Suppose $K|\mathbb{Q}_p$ is un-ramified and of degree $n$. then $K=\mathbb{Q}_p(\alpha)$, where $\alpha$ can be taken to be an integral unit in $\mathcal{O}_K$. It's enough to show that the discriminant of $K|\mathbb{Q}_p$, denoted with $d_K$, is the trivial ideal $(1)$. We can use the integral basis $\{\alpha^i\}_1^n$ to compute it, and the fact that the extensions is separable. So $$(d_k)=(\det (\sigma_j\alpha^i))^2$$ where $\sigma_j$ are the $n$ embeddings of $K$ over $\mathbb{Q}_p$ in the algebraic closure of $K$. It's easy to see that such determinant is a Vandermonde determinant and it's equal to $$ \prod_{j<k}(\sigma_j\alpha - \sigma_k \alpha)^2$$

Then according to my lecturer, such determinant is clearly an integral unit, ending the proof.

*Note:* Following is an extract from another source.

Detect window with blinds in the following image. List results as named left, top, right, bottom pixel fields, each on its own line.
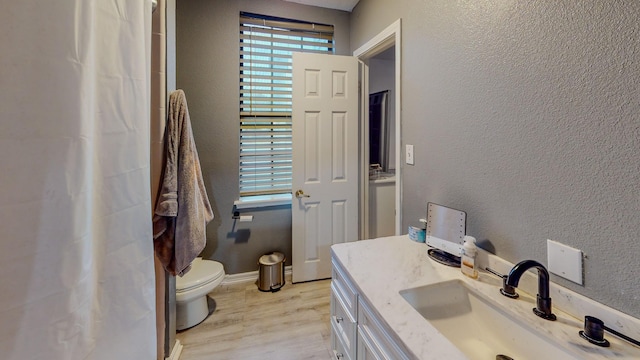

I really don't see why this is true: I tried to prove that each single element in the product is invertible (in the integral ring $\mathbb{Z}_p$) but the presence of the minus sign ruins this approach. I fear there is some kind of trick in this case, but I can't see it. Any suggestion?
 A: First of all, it seems that you are trying to prove the implication "$K/\mathbb Q_p$ unramified $\Rightarrow$ $\mathfrak d_{K/\mathbb Q_p} = \mathcal O_K$". Also, you didn't tell us what definition of unramified you are using (this might be relevant when you try to prove that two definitions are equivalent...). I will use:
Lemma. Let $K/\mathbb Q_p$ be a finite extension. Then $K$ is unramified if and only if the reduction map
\begin{align*}
f \colon \operatorname{Gal}(K/\mathbb Q_p) &\to \operatorname{Gal}(k/\mathbb F_p)\\
\sigma &\mapsto \bar \sigma
\end{align*}
is an isomorphism.
Answer to your question. If $K/\mathbb Q_p$ is unramified, then $f$ is an isomorphism. In particular, if $\sigma_i \neq \sigma_j$, then $\bar \sigma_i \neq \bar \sigma_j$. This shows that $\sigma_i(\alpha) - \sigma_j(\alpha)$ has to be a unit: if not, then $\bar \sigma_i(\bar \alpha) = \bar \sigma_j(\bar \alpha)$ (since $\mathbb Z_p$ is a local ring), which forces $\bar \sigma_i = \bar \sigma_j$ (since $\bar \alpha$ generates $k$ over $\mathbb F_p$), contradiction. $\square$